La pregunta de Tontín
Disclaimer: Los Pitufos pertenecen a Peyo.
Filósofo tachó la última línea antes de continuar escribiendo. Normalmente todas sus ideas le gustaban y raramente descartaba una pero en ese momento nada de lo que hiciera lograba convencerlo. Pensó en salir de su champiñón y buscar a un pitufo que pudiera necesitar de ayuda pero descartó esa idea al ver lo poco que tenía escrito. Había pasado mucho tiempo desde la última vez que había escrito y sentía que necesitaba hacerlo.
El sonido de un golpe lo sacó de sus pensamientos. Con un "pase" le indicó al pitufo del otro lado que pasara. Le sorprendió cuando vio a Tontín del otro lado, era su mejor amigo pero no lo había visto mucho últimamente, muchos pitufos querían escuchar cómo había tomado la vara dragón y salvado el mundo.
—¿Qué pasa? —preguntó Filósofo sin despegar la mirada del libro —. ¿Cansado de hablar de tu gran hazaña?
—Estaba pensando. Grace dijo que tenía un bebé dentro ¿Sabes cómo pudo pitufar algo así? Ella es muy buena, no creo que se lo hubiera comido. Al principio pensé que era como la luna azul y que era la forma en que la cigüeña los encontraría pero Grace me dijo que el bebé estaba dentro y pude pitufar cómo se movía.
En esa ocasión Tontín se había quedado solo en la casa. Grace llegó emocionada y le mostró la fotografía del bebé. En aquel momento Tontín no logró encontrar la forma al bebé y no lo dijo, no porque no quisiera parecer tonto sino porque no quería lastimar los sentimientos de su amiga. Grace le había dicho que en poco tiempo su bebé abandonaría el hogar que era su interior. En ese momento deseó que ocurriera antes de que regresaran a su hogar, quería conocer a ese bebé.
—Claro que lo sé —respondió Filósofo, por su tono de voz parecía que le ofendía el que Tontín dudara de sus conocimientos —, he leído muchos libros y sé todo sobre la reproducción.
—¿Puedes contarme? —preguntó Tontín emocionado.
Filósofo hizo su libro a un lado. Podía responder la pregunta de Tontín y continuar escribiendo a la misma vez pero se sentía bloqueado y prefería hablar con su amigo que tratar de conectar palabras para darle mayor calidad a su libro. Tontín lo miraba esperanzado y él adoraba eso, el sentir que a alguien le importaba lo que tenía que decir.
—Ellos realizan un ritual que es llamado de muchas formas, algunas veces lo llaman "hacer el amor" para darle un toque romántico. El hombre introduce su pene en la vagina de la mujer liberando una sustancia, semen, que al llegar al ovulo lo fecunda y da inicio a la formación de un bebé, proceso que dura por lo general nueve meses. Los humanos son una de las pocas especies que hacen eso por placer.

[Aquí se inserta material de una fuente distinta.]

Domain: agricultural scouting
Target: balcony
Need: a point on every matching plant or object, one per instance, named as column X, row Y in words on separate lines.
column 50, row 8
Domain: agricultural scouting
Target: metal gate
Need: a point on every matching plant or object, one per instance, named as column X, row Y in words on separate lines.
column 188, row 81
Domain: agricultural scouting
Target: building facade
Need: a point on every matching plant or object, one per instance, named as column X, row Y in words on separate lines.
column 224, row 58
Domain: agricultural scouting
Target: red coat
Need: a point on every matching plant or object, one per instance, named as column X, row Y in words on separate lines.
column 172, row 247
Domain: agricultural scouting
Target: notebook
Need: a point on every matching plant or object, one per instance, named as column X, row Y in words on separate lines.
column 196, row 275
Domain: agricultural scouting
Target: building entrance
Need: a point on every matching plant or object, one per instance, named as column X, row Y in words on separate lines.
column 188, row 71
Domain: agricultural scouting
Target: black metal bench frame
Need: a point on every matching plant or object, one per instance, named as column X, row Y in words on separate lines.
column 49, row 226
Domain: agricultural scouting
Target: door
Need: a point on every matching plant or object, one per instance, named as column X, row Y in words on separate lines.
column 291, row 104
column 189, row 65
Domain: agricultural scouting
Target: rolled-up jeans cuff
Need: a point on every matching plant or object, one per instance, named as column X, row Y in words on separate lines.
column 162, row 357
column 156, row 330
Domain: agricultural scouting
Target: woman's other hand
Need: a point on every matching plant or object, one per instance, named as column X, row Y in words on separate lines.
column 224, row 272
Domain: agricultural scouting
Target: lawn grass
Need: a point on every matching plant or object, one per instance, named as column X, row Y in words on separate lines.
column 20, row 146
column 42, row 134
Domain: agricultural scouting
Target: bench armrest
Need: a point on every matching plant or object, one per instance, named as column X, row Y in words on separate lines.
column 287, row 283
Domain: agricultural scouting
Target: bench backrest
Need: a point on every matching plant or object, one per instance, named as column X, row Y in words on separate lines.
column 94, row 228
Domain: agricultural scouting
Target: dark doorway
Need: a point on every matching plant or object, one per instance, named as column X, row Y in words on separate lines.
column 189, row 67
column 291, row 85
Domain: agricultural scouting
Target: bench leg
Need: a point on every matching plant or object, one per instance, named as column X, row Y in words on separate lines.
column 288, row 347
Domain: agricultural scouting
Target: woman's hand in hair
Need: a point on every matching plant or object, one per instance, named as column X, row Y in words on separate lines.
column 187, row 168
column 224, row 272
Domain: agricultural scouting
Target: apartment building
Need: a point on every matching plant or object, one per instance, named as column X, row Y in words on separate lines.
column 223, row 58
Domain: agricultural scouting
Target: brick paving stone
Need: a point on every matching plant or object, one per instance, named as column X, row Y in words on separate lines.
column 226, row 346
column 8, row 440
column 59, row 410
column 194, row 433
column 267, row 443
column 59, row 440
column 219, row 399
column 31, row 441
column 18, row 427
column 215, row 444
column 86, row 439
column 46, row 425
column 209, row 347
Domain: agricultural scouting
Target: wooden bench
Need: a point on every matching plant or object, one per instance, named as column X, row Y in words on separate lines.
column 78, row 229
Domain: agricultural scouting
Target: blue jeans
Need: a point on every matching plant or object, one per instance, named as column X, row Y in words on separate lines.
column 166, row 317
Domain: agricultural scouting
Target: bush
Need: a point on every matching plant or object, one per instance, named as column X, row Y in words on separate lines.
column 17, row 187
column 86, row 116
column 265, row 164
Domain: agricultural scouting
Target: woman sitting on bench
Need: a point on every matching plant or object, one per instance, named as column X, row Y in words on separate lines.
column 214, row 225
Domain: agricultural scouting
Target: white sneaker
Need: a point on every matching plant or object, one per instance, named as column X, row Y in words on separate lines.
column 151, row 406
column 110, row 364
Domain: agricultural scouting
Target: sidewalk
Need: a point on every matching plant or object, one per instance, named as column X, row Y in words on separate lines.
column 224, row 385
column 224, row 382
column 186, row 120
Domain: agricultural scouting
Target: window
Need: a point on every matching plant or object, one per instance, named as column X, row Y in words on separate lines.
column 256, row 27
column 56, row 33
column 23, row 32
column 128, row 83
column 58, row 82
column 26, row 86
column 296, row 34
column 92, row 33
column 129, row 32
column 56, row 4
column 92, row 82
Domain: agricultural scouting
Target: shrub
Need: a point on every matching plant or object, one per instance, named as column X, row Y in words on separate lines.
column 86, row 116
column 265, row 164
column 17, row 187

Tontín no dijo nada pero por la expresión de su rostro había sido demasiada información para él. Filósofo lo miró fijamente antes de ir por algo de té. Parecía traumado pero rápidamente descartó esa opción. No tenía sentido que reaccionara de ese modo. Lo que le contó era algo natural y se lo había explicado de una manera completamente científica.
—Es demasiada información —respondió Tontín sin cambiar de expresión.
—De hecho no, lo que te dije fue demasiado general, hay cientos de libros acerca del tema, algunos más técnicos que otros. Creo que debería escribir uno pero no estoy seguro del enfoque —lo último Filósofo lo dijo más para sí mismo que para Tontín.
—Mejor vamos por pitufresas —se apresuró en responder Tontín, no tenía hambre.
Normalmente disfrutaba de escuchar a su amigo. Aunque muchas veces no entendía de lo que hablaba le gustaba el poder sentarse a su lado y escucharlo hablar. En ese momento no estaba tan seguro, por primera vez había encontrado un tema del que no quería saber nada. La historia de la cigüeña que entregaba bebés le parecía mucho más linda.